Due to the small button top on C cells they have problems making connection.
- The charger will charge with full current from 0 volt.
- Above 2.2 volt charger assumes LiIon battery.
- Maximum voltage readout is 1.5 volt when charging NiMH.
- Maximum voltage readout is 4.2 volt when charging NiMH.
- Voltmeter shows within 0.1 volt.
- Voltmeter will freeze readings when charging stops.
- Charger will not restart if voltage drops.
- Charge will restart charging after power loss, or battery insertion.
- Current is selected with the spring in the back
- The background light stays on when the charger is powered.
- When not connected to power it will drain about 0.5mA from a LiIon battery and only 0.06mA from a NiMH battery.
The charger uses a simulated CC/CV charging, but with a fairly high termination current.
The charge voltage is also at the upper limit of the allowed range.
Channel #2 and #3 looks like channel #1.
This channel does go slightly above maximum allowed voltage and the termination current is slightly lower.
Again the charge voltage is at the upper limit or maybe a little bit above.
As expected the 3400mAh cell takes slightly longer to charge.
There is no problem charging my old IMR cell.
Or the 18350 cell.
Oops, here the high voltage did trigger the over voltage protection in the battery.
The charger uses same current with 4 cells as with a single cell.
The charger uses up to 1.9A from a 12V supply.
M1: 47,0°C, M2: 51,7°C, M3: 51,2°C, M4: 45,3°C, M5: 60,7°C, HS1: 82,3°C
The cells get fairly warm during charge.
M1: 45,7°C, M2: 49,4°C, M3: 48,9°C, M4: 43,7°C, M5: 52,9°C, M6: 55,3°C, HS1: 58,8°C
The charger is very fast to start, it only needs about 1 second.
After second charging it will do a voltage check, I wonder if this is used to check for LiIon/NiMH type cell.
During regular LiIon charger the voltage is checked each minute.
This charge looks good with a -dv/dt termination and as can be seen on the temperature the battery is full.
There is no trickle charge.
The other channels looks the same.
The XX and powerex is also terminated with -dv/dt.
The 0.5A current is fine for the AAA cell.
The charger is fairly slow to detect a full cell.

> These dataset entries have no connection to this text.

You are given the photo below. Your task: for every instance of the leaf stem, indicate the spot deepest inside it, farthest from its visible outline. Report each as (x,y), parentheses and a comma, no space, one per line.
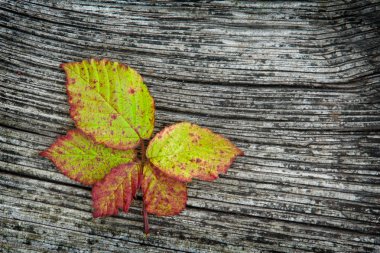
(145,213)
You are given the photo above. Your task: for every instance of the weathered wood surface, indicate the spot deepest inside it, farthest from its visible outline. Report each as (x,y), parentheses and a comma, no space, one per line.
(295,84)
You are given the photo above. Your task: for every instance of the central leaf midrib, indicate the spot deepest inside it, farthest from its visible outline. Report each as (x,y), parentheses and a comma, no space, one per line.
(122,116)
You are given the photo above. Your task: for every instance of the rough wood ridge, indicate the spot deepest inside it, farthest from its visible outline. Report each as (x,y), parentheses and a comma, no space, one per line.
(295,84)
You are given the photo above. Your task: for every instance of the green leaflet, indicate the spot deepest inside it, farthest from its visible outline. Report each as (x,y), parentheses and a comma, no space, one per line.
(109,102)
(111,105)
(163,196)
(185,151)
(79,158)
(117,190)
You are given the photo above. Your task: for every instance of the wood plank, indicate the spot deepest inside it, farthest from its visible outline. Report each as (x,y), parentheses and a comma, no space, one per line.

This will usual be the case with -dv/dt chargers.
Four batteries is charger at the same current and also with -dv/dt.
Note: The temperature track is not from the same battery as the voltage and current track.
It looks like the internal circuit switches mode at 150 minutes, but it does not affect the charging.
M1: 41,9°C, M2: 52,2°C, M3: 46,4°C, M4: 40,7°C, M5: 43,7°C, HS1: 87,9°C
It looks like most of the heat goes to the battery with M2 on it.
NiMH is also started in about 1 second.
Here the measuring pulses are much more frequent.
LiIon & NiMH mixed charge
There is no problem mixing NiMH and LiIon batteries in the charger.
Testing the mains input with 2500 volt and 5000 volt between mains and low volt side, did not show any safety problems.
The charger does a acceptable job for LiIon, but I would have like the voltage to be a bit lower.
With NiMH it does a good job, with a nice -dv/dt termination and no trickle current.
Generally the temperature is on the high side when charging 4 batteries.
The automatic current selection makes it easy to use the charger for many battery sizes and it will charger 18650 cells with a decent speed.
The charger was supplied by Enova for a review.